I’ve written before about antibiotic resistance in the developing world. Because these poor communities don’t have access to many antibiotics, one wouldn’t expect high frequencies of resistance to antibiotics. Resistance to ciprofloxacin (‘Cipro’) is all the more shocking because these communities don’t have access to this relatively expensive drug*. Not only is ciprofloxacin resistance observed, but, in these communities, it occurs at higher frequencies than in intensive care units in developed countries.

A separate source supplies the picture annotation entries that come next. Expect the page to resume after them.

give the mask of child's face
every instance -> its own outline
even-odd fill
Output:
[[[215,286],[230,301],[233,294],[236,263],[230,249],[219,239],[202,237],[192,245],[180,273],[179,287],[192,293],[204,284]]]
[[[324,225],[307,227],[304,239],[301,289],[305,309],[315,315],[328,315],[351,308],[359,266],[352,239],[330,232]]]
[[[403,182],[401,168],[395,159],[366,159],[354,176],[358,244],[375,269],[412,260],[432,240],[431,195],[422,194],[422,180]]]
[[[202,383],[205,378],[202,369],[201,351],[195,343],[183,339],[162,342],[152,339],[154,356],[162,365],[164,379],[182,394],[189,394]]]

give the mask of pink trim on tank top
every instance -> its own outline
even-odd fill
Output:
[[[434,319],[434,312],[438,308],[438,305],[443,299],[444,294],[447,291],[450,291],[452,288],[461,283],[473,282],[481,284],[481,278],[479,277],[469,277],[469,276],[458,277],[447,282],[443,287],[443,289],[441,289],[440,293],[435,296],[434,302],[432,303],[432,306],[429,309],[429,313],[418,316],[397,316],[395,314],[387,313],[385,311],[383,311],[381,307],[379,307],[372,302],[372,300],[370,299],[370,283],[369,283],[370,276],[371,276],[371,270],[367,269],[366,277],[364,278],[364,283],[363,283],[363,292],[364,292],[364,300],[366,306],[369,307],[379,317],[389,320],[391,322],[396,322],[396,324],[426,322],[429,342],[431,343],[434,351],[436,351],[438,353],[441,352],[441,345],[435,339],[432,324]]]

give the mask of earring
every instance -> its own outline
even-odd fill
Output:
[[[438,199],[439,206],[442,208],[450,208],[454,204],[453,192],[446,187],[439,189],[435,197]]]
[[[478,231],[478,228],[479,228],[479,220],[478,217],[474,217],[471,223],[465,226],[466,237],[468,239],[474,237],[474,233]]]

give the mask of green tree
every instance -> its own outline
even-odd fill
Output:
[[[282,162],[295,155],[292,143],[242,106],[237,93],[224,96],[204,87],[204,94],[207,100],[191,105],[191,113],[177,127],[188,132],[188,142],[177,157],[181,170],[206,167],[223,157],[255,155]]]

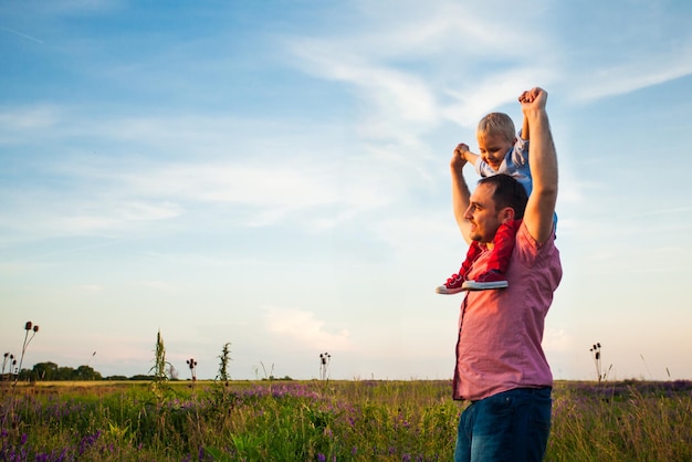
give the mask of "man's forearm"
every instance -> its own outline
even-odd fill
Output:
[[[463,165],[459,166],[452,164],[452,209],[454,211],[454,219],[457,220],[459,231],[463,235],[464,240],[469,242],[470,224],[469,221],[464,218],[464,213],[469,208],[471,192],[469,191],[469,186],[466,185],[466,180],[464,179],[462,170]]]

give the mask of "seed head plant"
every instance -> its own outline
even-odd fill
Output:
[[[231,378],[228,372],[228,366],[231,359],[231,343],[227,342],[221,348],[221,355],[219,355],[219,374],[217,375],[217,379],[226,382],[227,385]]]
[[[332,355],[328,353],[319,354],[319,379],[326,380],[328,378],[328,369],[329,369],[329,359],[332,359]]]
[[[197,381],[197,361],[195,360],[195,358],[186,359],[185,361],[190,368],[190,375],[192,376],[192,381],[193,382]]]

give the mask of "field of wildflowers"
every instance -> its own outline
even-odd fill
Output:
[[[6,386],[1,461],[449,461],[449,381]],[[549,461],[692,460],[692,382],[557,382]]]

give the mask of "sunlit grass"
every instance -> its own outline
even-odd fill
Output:
[[[443,380],[168,385],[19,386],[0,460],[449,461],[463,409]],[[692,460],[691,411],[688,381],[557,382],[546,460]]]

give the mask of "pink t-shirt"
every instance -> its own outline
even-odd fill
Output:
[[[483,252],[473,263],[470,280],[485,271],[487,256]],[[522,224],[506,276],[507,288],[469,292],[461,305],[454,399],[553,385],[541,342],[563,276],[554,235],[538,244]]]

So what’s a possible culprit?
Sadly, a recent paper in PLoS ONE suggests that treatment of malaria with chloroquine leads to ciprofloxacin resistance. Chloroquine inhibits proteins (polymerases) that make DNA; mutations in these genes confer resistance against chloroquine–and ciprofloxacin. While chloroquine is effective against malaria (and cheap), it is only weakly effective against bacteria. Also, chloroquine stays in the body for days (which, again, is good for treatment malaria which has a resistant phase in its life cycle). This is a perfect situation for the evolution of resistance: a continuous, low-dose exposure.
The authors found that patients treated with chloroquine acquired ciprofloxacin resistant E. coli. These resistant E. coli had mutations in the expected genes. When the authors selected for resistance to chloroquine in E. coli in the lab, they found… ciprofloxacin resistance.
Keep in mind that ciprofloxacin resistance, in severely ill patients, increases the chance of death four-fold. These strains aren’t difficult to treat per se, but ciprofloxacin therapy, which is often used to treat severe infections (particularly in developing countries), will fail. Meanwhile, the patient is getting sicker, sometimes irreversibly so.
This is why we need new classes of antimalarials that kill malaria in novel ways.
*Ciprofloxacin, by developed world standards, is quite cheap, which should give you some idea just how destitute these communities are.